LN metastasis is significantly associated with poor prognosis, especially in patients diagnosed as RSCC [2]. However, the majority of previous studies evaluated the optimal LN yield based on its association with tumor outcomes and few studies explored the optimal number of LNs examined to detect node positivity [4, 7,8,9,10,11,12,13]. We performed an outcome-oriented approach for these two outcomes of interest, to comprehensively evaluate the optimal LN yield in patients with stage II RSCC. The aim of this study was to identify the optimal cut-off point that maximizes survival benefit and minimizes the risk of disease understaging.
Materials and methods
Cancer data were obtained from the Surveillance, Epidemiology, and End Results (SEER) program, which is a large population-based cancer registry sponsored by the National Cancer Institute (NCI). The SEER catchment area covers approximately 28% of the US population. SEER collects and updates de-identified data regarding cancer incidence, clinicopathological characteristics, treatment modalities, and survival from 18 participating population-based cancer registries annually [19]. This retrospective study used publicly available data from 2006 through 2015 from the SEER program (the SEER 18 Registries, April 2018 released) [20].
Study population
The study population included all patients who underwent radical surgical resection for primary stage II (T3-4N0M0) RSCC in 9 SEER cancer registries. Patients diagnosed as T3-4N1-2M0 RSCC were also enrolled into our study to evaluate the optimal LN yield for the detection of LN positivity. According to the International Classification of Disease for Oncology (ICD-O-3), patients with histological confirmation were identified by topography code (comprising of cecum, appendix, ascending colon, hepatic flexure, and transverse colon, C18.0 to C18.4) and histological type/behavior code (9140/3, 9480/3, and 9490/3). Tumor stage was restaged according to the 8th edition of the American Joint Committee on Cancer (AJCC) TNM staging system. The evaluation of T category, number of LNs examined, and LNs status was based on the pathological examination of surgical specimens. We analyzed age at diagnosis as a categorical variable (three categories: 50 years or younger, 51 to 70, and older than 70). Tumor size was dichotomized at 50 cm for simplicity. Patients with unclear information pertaining to tumor stage, number of LNs examined, or positive node count were excluded, as were those treated with local resection or total colectomy. To improve the predictive accuracy of survival models, patients with colon cancer that were not the first malignancy were also excluded in survival analyses. A population-based validation was performed to assess the reliability and reproducibility of the optimal LNs cut-off point in the other 9 SEER cancer registries (including Connecticut, Detroit, Atlanta, San Francisco-Oakland, Hawaii, Iowa, New Mexico, Seattle-Puget Sound, and Utah cancer registries).
Statistical analysis
We adopted an outcome-oriented approach to explore the optimal LN yield associated with the prognosis and LN positivity. Using varying thresholds for the number of LNs examined, the crude 5-year CSS rates were respectively calculated from Kaplan–Meier curves and standardized log-rank statistics were estimated using the log-rank test. According to the method previously described [21, 22], the optimal cut-off point of number of LNs examined was identified with the maximum value of absolute log-rank statistics. Multivariate Cox proportional hazards regression model was fitted to evaluate the association between LN harvest and cancer-specific survival. Additionally, a logistic regression model was also used to evaluate the association between LN harvest and relative risk of node positivity. Then, the corresponding covariate-adjusted hazard ratio (HR) and odds ratio (OR) were respectively estimated across the number of LNs examined to confirm the validity and feasibility of identified LN cut-off point.

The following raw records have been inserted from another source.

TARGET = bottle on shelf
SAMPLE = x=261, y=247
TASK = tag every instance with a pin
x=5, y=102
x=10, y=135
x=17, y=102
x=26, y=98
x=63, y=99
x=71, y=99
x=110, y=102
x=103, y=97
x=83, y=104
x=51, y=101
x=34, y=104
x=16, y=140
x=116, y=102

After stratifying patients based on the identified cut-off point (value N), comparisons of clinicopathologic characteristics between patients from the two LN categories were performed. Factors associated with LN harvest were explored by bivariate logistic regression. Adequate LN yield in stage II colon cancer was defined as 12 or more nodes examined according to the recommendations of AJCC [5]. Accordingly, we further categorized patients based on the number of LNs examined in a narrower range (fewer than 12, 12 to (N-1), and N or more nodes). Subgroups were compared using Wilcoxon rank-sum test for continuous variables and using chi-squared test for categorical variables. The log-rank test was used to determine statistical differences between the survival curves of patients from different LN categories in both derivation and validation cohorts. Cox proportional hazard and logistic regression models adjusted for the novel LN categorization were fitted to validate the optimization of LN yield in terms of long-term survival and node positivity.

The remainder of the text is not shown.